Il governo firma il decreto sui «porti non sicuri» per l'emergenza sanitaria e a Lampedusa arrivano 107 migranti direttamente dalla Libia. Ovviamente passando per la zona di ricerca e soccorso maltese senza venire minimamente intercettati e portati in salvo a La Valletta. Non solo: a quindici miglia dalle nostre acque territoriali, in direzione nord est rispetto a Linosa, ciondola la nave Alan Kurdi dei talebani tedeschi dell'accoglienza con 150 migranti raccattati negli ultimi giorni al largo della Libia. In teoria, causa virus, non potrebbe ripetere la solita manfrina dello sbarco del carico umano in Italia. E del suo porto sicuro di arrivo dovrebbe occuparsene la Germania, che non sembra avere la minima intenzione di occuparsi del caso. Al contrario si sta ipotizzando l'azzardata idea di trasbordare i migranti su una nave, non si capisce bene di chi, con personale della Croce rossa a bordo. L'assurdo sarebbe accudirli in mare nel momento in cui il paese ha bisogno di tutte le forze sanitarie a terra per combattere il virus.

Le Ong più estremiste hanno gettato la maschera dimostrando di fregarsene della pandemia e dell'ulteriore emergenza provocata da nuovi sbarchi di migranti in Italia. Non è un caso che i talebani dell'accoglienza siano, come sempre, i tedeschi. Alan Kurdi è la nave di Sea Eye, Ong teutonica sponsorizzata dalla Chiesa protestante. Anche gli oltranzisti di Sea Watch hanno annunciato che stanno per arrivare con la quarta barca omonima, si spera non più comandata da Carola Rackete. Mediterranea, dei no global filo migranti nostrani, vorrebbe salpare verso la Libia, ma è ferma a Licata per lavori sulla nave Mare Jonio.

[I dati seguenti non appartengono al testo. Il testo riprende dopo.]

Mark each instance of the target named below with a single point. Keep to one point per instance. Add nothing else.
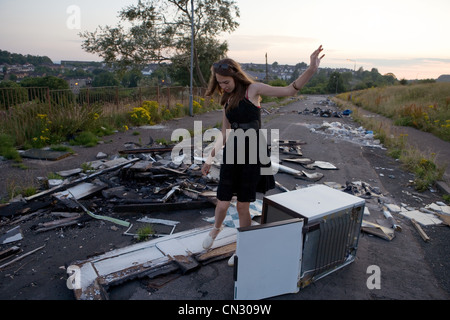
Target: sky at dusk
(406, 37)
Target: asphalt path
(410, 269)
(405, 271)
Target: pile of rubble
(346, 132)
(150, 180)
(325, 111)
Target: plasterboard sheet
(316, 201)
(425, 219)
(124, 261)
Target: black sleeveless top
(240, 174)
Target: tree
(105, 79)
(160, 31)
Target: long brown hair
(229, 68)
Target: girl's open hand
(315, 59)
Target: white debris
(346, 132)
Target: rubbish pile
(346, 132)
(145, 180)
(325, 111)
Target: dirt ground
(411, 269)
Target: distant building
(443, 78)
(76, 84)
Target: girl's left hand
(315, 60)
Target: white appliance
(304, 235)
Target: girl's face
(226, 83)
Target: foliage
(160, 31)
(423, 106)
(86, 139)
(51, 82)
(7, 148)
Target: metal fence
(108, 96)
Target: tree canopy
(160, 31)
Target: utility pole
(267, 70)
(191, 97)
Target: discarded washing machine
(304, 235)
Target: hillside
(17, 58)
(444, 78)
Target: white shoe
(231, 260)
(208, 242)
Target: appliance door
(268, 260)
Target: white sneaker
(208, 242)
(231, 260)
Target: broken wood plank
(147, 150)
(216, 254)
(140, 259)
(40, 154)
(144, 207)
(420, 230)
(5, 254)
(77, 181)
(21, 257)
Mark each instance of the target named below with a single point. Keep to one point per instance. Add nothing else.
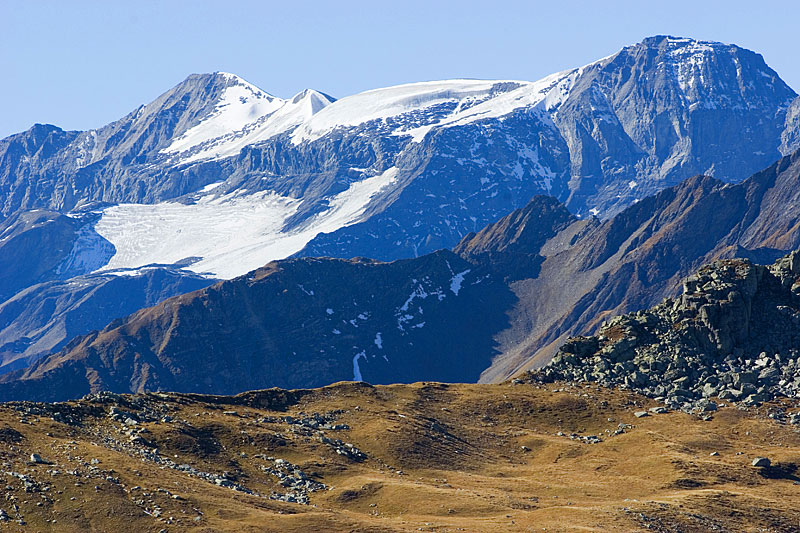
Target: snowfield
(230, 234)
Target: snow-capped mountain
(218, 177)
(220, 170)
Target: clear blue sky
(81, 64)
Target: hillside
(501, 303)
(428, 456)
(216, 177)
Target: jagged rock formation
(734, 334)
(461, 153)
(592, 271)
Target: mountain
(217, 177)
(43, 317)
(400, 171)
(732, 335)
(501, 303)
(593, 270)
(309, 321)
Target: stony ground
(430, 457)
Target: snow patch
(356, 368)
(232, 233)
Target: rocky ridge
(733, 335)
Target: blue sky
(81, 64)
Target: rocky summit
(732, 336)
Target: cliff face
(592, 271)
(301, 322)
(504, 302)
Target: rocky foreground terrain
(427, 456)
(732, 334)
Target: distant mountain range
(501, 303)
(215, 178)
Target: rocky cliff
(733, 335)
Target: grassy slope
(459, 448)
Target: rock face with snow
(401, 171)
(217, 177)
(298, 322)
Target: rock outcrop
(733, 335)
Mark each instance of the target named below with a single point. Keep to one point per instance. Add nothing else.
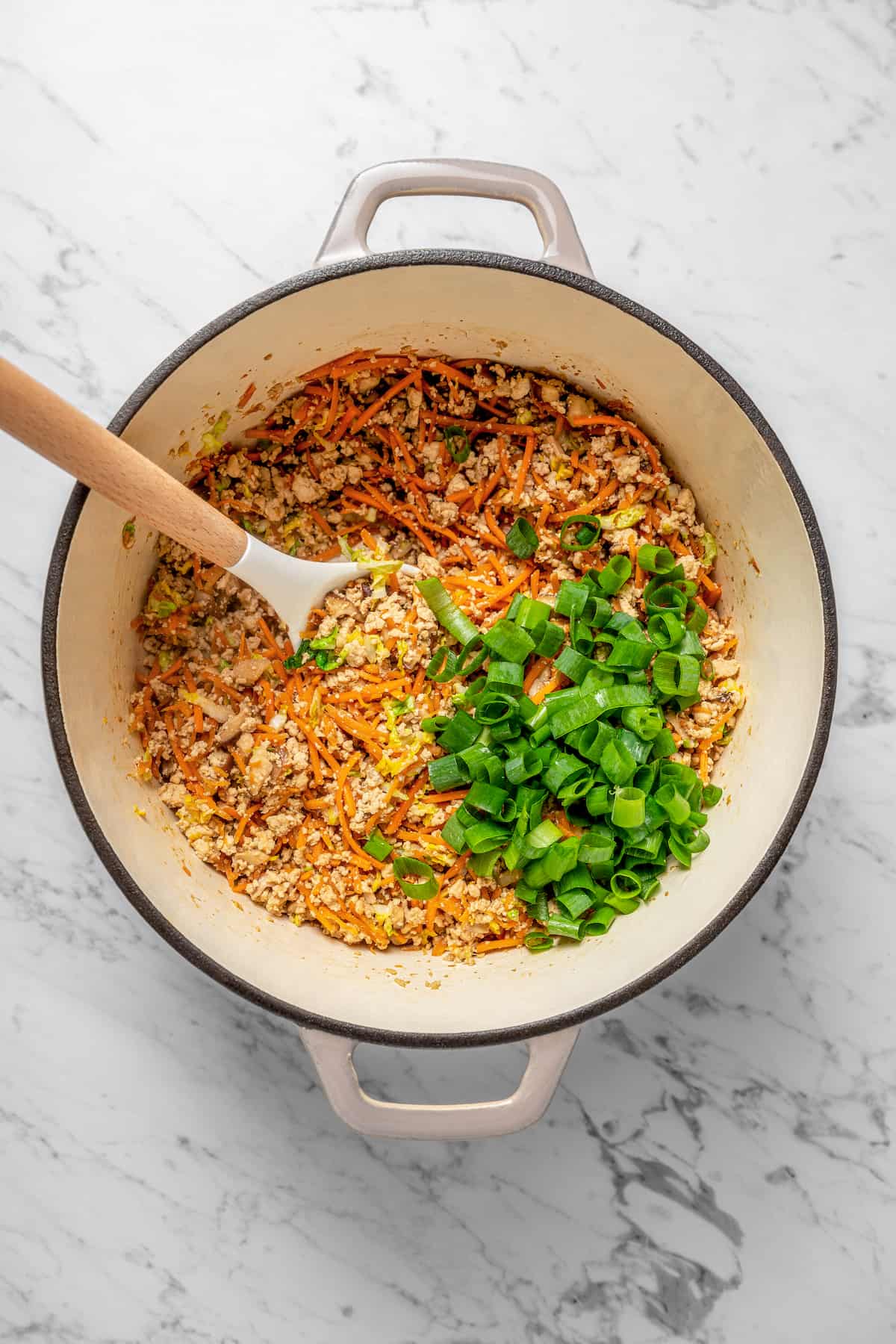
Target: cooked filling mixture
(505, 752)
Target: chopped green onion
(505, 676)
(615, 574)
(673, 804)
(617, 762)
(448, 773)
(454, 833)
(644, 719)
(482, 865)
(457, 443)
(656, 559)
(508, 641)
(494, 801)
(574, 665)
(378, 846)
(472, 656)
(598, 922)
(628, 808)
(588, 531)
(496, 707)
(523, 766)
(697, 618)
(548, 640)
(529, 612)
(445, 612)
(481, 762)
(563, 927)
(487, 835)
(408, 867)
(625, 883)
(665, 629)
(461, 732)
(630, 653)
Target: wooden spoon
(53, 428)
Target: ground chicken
(279, 768)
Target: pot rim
(358, 1031)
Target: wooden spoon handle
(53, 428)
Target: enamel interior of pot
(766, 564)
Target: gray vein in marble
(718, 1164)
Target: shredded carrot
(605, 494)
(546, 690)
(714, 591)
(492, 523)
(340, 806)
(269, 636)
(414, 376)
(179, 756)
(243, 821)
(617, 423)
(524, 467)
(535, 672)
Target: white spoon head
(294, 586)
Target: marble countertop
(716, 1166)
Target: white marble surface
(718, 1163)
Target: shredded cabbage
(709, 549)
(213, 440)
(395, 710)
(622, 517)
(378, 562)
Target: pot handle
(335, 1066)
(347, 235)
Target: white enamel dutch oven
(548, 314)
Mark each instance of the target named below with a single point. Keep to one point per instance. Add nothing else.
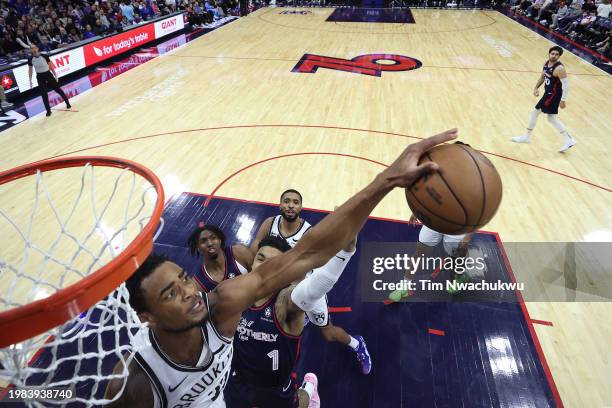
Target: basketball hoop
(64, 289)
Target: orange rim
(24, 322)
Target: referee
(46, 77)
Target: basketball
(462, 196)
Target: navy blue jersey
(232, 269)
(552, 84)
(264, 355)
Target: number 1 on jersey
(274, 356)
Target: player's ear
(147, 317)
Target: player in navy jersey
(291, 227)
(194, 331)
(287, 225)
(556, 88)
(220, 262)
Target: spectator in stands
(561, 13)
(589, 6)
(23, 40)
(579, 27)
(45, 44)
(89, 33)
(128, 12)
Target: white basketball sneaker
(568, 144)
(521, 139)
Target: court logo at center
(369, 64)
(301, 12)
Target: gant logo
(168, 24)
(369, 64)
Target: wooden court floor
(230, 100)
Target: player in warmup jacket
(187, 361)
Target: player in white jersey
(287, 225)
(291, 227)
(180, 318)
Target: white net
(57, 228)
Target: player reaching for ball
(188, 359)
(556, 88)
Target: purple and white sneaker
(363, 356)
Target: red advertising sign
(109, 47)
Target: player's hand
(405, 170)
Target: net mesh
(57, 233)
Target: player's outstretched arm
(323, 241)
(261, 234)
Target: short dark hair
(134, 282)
(275, 242)
(556, 48)
(194, 238)
(291, 191)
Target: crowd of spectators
(584, 21)
(52, 24)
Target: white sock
(533, 119)
(559, 126)
(353, 343)
(308, 388)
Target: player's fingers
(427, 167)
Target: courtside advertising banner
(118, 44)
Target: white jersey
(175, 385)
(292, 239)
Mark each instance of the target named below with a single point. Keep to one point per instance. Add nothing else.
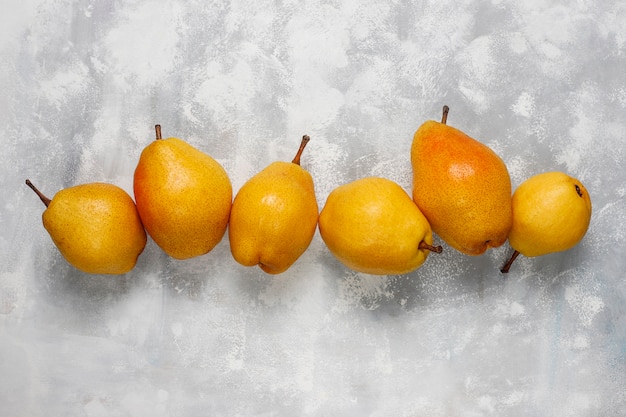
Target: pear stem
(305, 140)
(444, 116)
(507, 266)
(424, 245)
(43, 198)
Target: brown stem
(424, 245)
(305, 140)
(444, 116)
(507, 266)
(43, 198)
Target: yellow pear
(551, 213)
(462, 187)
(371, 225)
(95, 227)
(183, 197)
(274, 216)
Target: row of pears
(184, 201)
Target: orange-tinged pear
(461, 186)
(183, 197)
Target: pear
(95, 227)
(183, 197)
(371, 225)
(462, 187)
(551, 213)
(274, 216)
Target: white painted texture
(83, 82)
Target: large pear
(95, 227)
(462, 187)
(183, 197)
(371, 225)
(274, 216)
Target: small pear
(551, 213)
(371, 225)
(183, 197)
(462, 187)
(95, 227)
(274, 216)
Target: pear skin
(274, 216)
(551, 213)
(461, 186)
(372, 226)
(183, 197)
(95, 226)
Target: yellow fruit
(371, 225)
(274, 216)
(95, 227)
(183, 197)
(462, 187)
(551, 213)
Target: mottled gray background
(83, 82)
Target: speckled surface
(84, 82)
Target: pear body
(462, 187)
(96, 228)
(183, 197)
(551, 213)
(273, 217)
(371, 225)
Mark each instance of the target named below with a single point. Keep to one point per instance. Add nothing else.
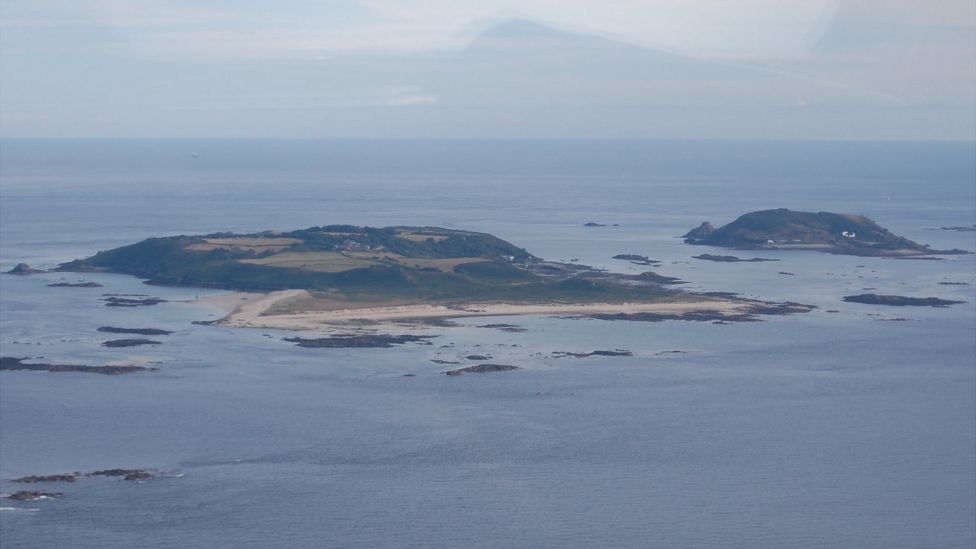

Altre Ong, più ragionevoli, come Msf si sono schierate sul fronte del virus in Lombardia. E la Ocean Viking, nave che gestivano con Sos Mediterranée, è a Marsiglia sollecitata a levare le ancore dalle nostre acque dal governo italiano. Pure gli spagnoli di Open arms, dopo avere annunciato che volevano riprendere a recuperare migranti, si sono ritirati a Barcellona.

Il decreto sui porti chiusi non fa una piega appellandosi all'emergenza sanitaria provocata dal virus. Però esiste sempre il rischio di un giudice filo Ong, che fa sbarcare i migranti fra gli «osanna» di qualche politico e attivista dei porti aperti a ogni costo già in azione contro il decreto.

Se il governo calasse le brache sarebbe un errore gravissimo. Gli uomini in prima linea sul fronte dell'immigrazione clandestina hanno segnalato a Roma, che la Guardia costiera libica non ha più intenzione di fermare i gommoni. Non sanno dove mettere i migranti garantendo una quarantena. Sia trafficanti di uomini che autorità libiche hanno paura che fra i clandestini possa annidarsi il virus. L'intelligence teme che con la buona stagione non ci siano più barriere a spingere i migranti verso l'Italia scaricando su di noi il pericolo di eventuali contagiati o che si possono infettare dopo lo sbarco. Uno scaricabarile ancora più semplice se tornano le navi delle Ong tedesche a fare da calamita al largo della Libia.